2.14 Threshold Voltage of MOSFET
Conduction between the source and the drain takes place for MOSFET under the influence of the source-to-gate voltage. The current flow does not begin sharply, but it is assumed that if the gate voltage exceeds a given value called the threshold voltage Vth, conduction starts. The first step is to study the band diagram. The analytical expression of this important parameter comes from the study of the MOS structure. To understand the operation of the MOSFET we first need to examine the MOS capacitor, shown in Figure 2.25. An oxide layer is grown on top of a p-type semiconductor and a metal contact is placed on the oxide. In general, the insulator could be large band-gap material.

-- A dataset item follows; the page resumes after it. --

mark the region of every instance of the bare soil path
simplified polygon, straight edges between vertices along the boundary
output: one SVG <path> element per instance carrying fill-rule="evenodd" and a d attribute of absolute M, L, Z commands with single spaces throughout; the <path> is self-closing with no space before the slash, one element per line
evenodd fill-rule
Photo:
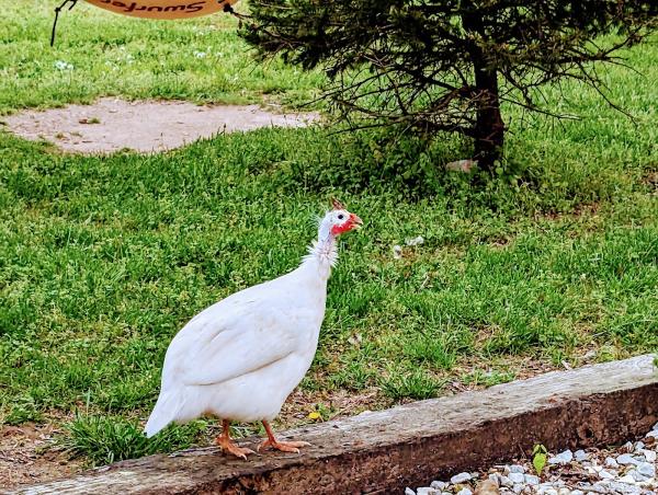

The MOS capacitor consists of a metal gate, an insulating oxide layer, and a semiconductor. The thickness of the oxide varies from 5 to 50 nanometers. We first consider the case of a hypothetical metal whose Fermi level is the same as that of silicon [38]. When such a structure is fabricated, the Fermi level of the system is unique, and because the metal has the same Fermi level as the silicon, the band structure is that shown in Figure 2.26. Work function is defined as the energy required for moving an electron from the Fermi level to the outside. In this idealized case let Φm = ΦS so that there is no difference in the work functions. This condition is referred to as flat band for obvious reasons.
Metal
Oxide insulator
Semiconductor
FIGURE 2.25
A MOS capacitor.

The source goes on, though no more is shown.